About 3 years ago, two very interesting friends entered my daughter's life. Aria woke up one day and told me about Dega and Looga, two aliens who had left outer space and taken up residence in our apartment. I had no idea that they would become such a big part of our lives. Nor did I suspect that many more would join them. But in the last three years, her two imaginary friends not only remained central characters is many of her outrageous stories but the cast of characters grew. Into our lives entered Baby Seven, Baby Bear, Andrea, Pearce John, and Fiano plus a multitude of characters that still remain nameless. In addition, a select number of her stuffed animals took on personalities and became “real” to Aria, in that they had distinct personalities and could no longer be referred to as toys but instead as her pets or siblings.
|A drawing of Dega and Looga. Circa 2011.|
To say that my daughter has an extremely active imagination is an understatement. If you ask her if her friends/pets/siblings are imaginary, Aria will nod her head in agreement. I think she knows what the term means. She understands that they are not “real” in the same sense as her friends Max and Stella and yet they are very real in the sense that she cares intensely about them and they help her make sense of the complex and often confusing world around her.

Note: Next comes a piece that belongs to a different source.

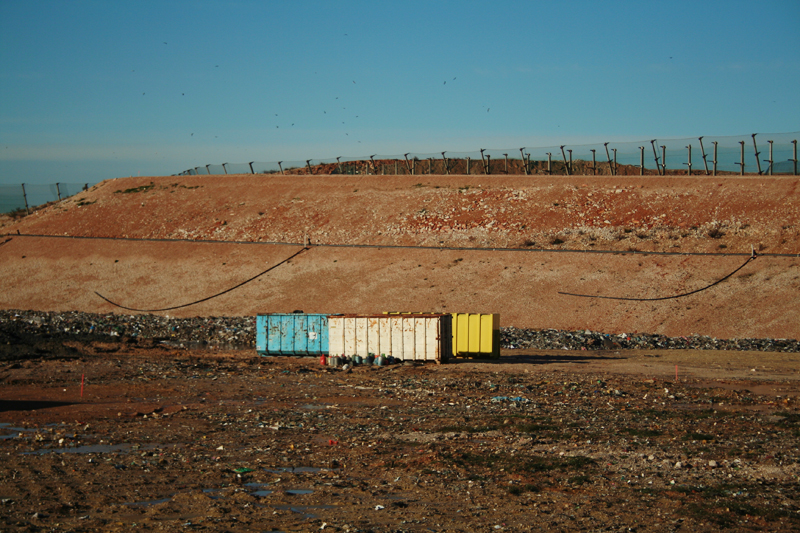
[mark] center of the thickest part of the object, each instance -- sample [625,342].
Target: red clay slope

It has been interesting to watch over the years as she constructs elaborate stories, personalities, and even families around each character. The more established imaginary friends have extensive life histories complete with complex family trees. Dega and Looga have always been brother and sister; Baby Seven later joined the arena as their little sibling. While the three are the only members of the family that make actual “appearances,” Aria has spoken about their parents before.
|This is Tootsy, one of Dega's dogs. He can fly.|
I think the thing that is most curious to me is the role her imaginary friends play in helping Aria work through her concerns and questions about the world, both big and little. Dega, Looga, and Baby Seven were abandoned by their parents and as a result have apparently become my foster children. Pearce John is a young boy who loves to wear purple dresses but is teased horribly about it. In an attempt to hide that he is a boy, he has grown his green hair out so that people will think he is a girl. Of course each tragic story requires a long extensive conversation about why people do hurtful things and the need to be everyday heroes in the lives of others. The flip side of each tragedy is a story about compassion and courage. Dega, Looga, and Baby Seven may have been abandoned by their parents but they found a new family that cares for them. Pearce John is bullied, yet he also has a sister who stands up for him and encourages him to be true to himself.

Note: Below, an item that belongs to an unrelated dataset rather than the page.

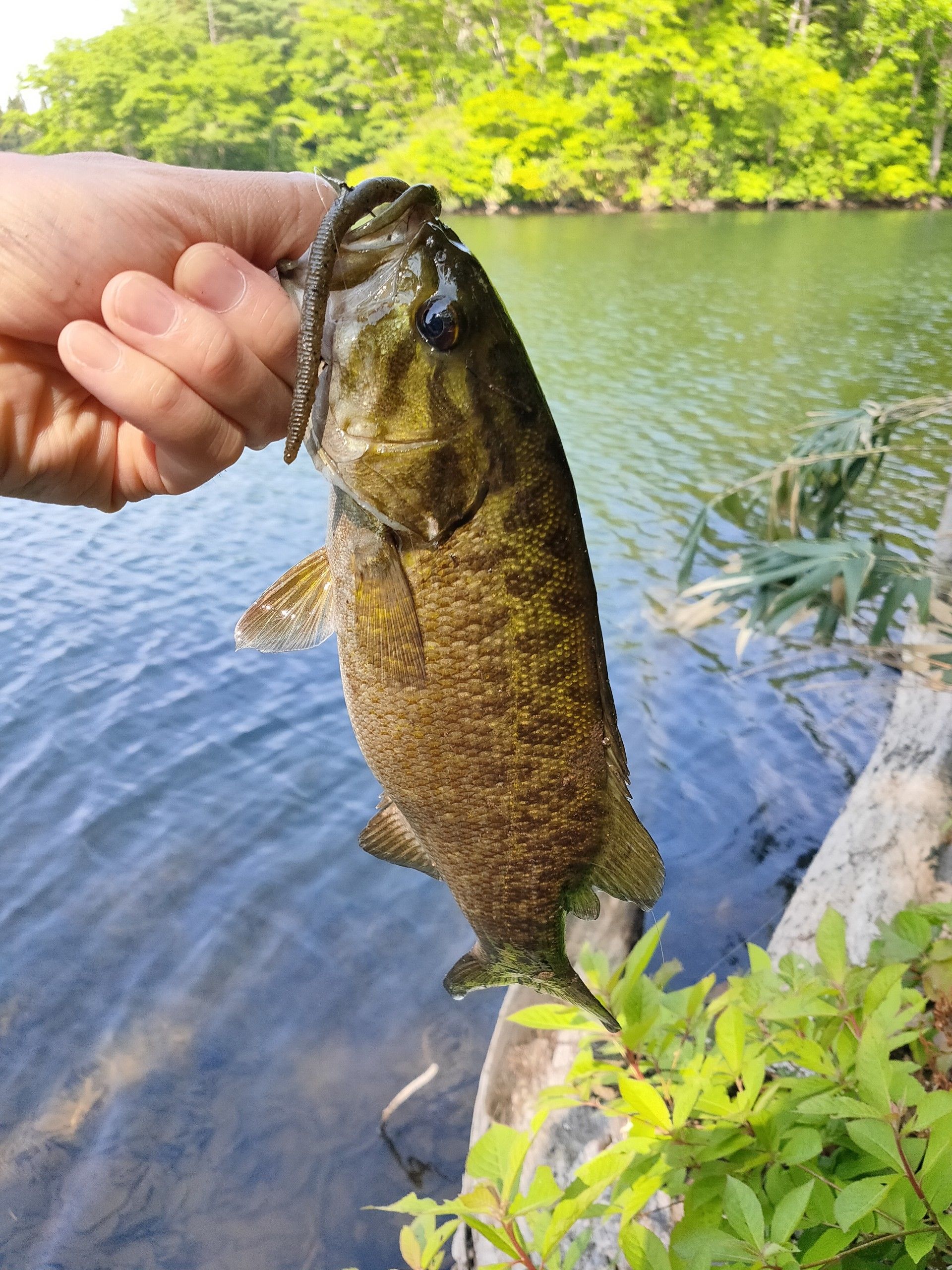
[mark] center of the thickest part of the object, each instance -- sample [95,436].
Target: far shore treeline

|Baby Bear is one of the newer characters in Aria's Wonderful, Wacky World. She is also one of the few that doesn't actually live with us. She lives with her mother and father in the woods.|
The other night when Aria was supposed to be going to sleep, she whispered to me from her pillow, “Momma, I am worried about Dega and Looga.” Tempted to lecture her about stalling tactics, I instead asked her about her concerns. It took some time to work through them and she was on the verge of tears the entire conversation, but finally she found a place of peace.

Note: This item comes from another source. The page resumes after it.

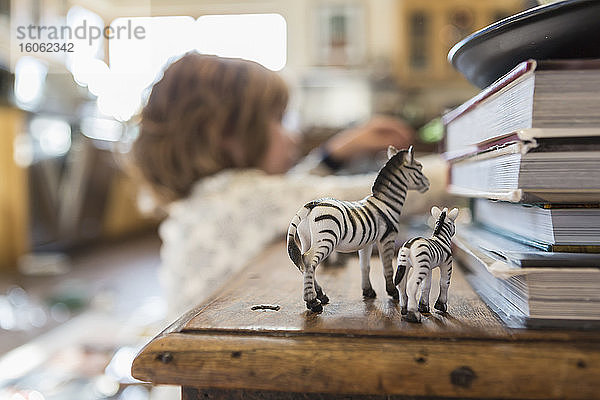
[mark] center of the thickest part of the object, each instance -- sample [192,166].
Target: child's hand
[375,135]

After she fell asleep, I stayed awake thinking about the opportunity that had been presented to me to teach my daughter about compassion and I was thankful that at least this time I made the right choice. Rather than dismiss her concerns, I validated them and helped her work through them. Sometimes her imaginary friends can be exhausting. I feel like I am forever mediating between a series of drama filled events with an invisible crew of friends, but then I recall all the opportunities they have presented to us to both teach and learn important life lessons and I am grateful for them.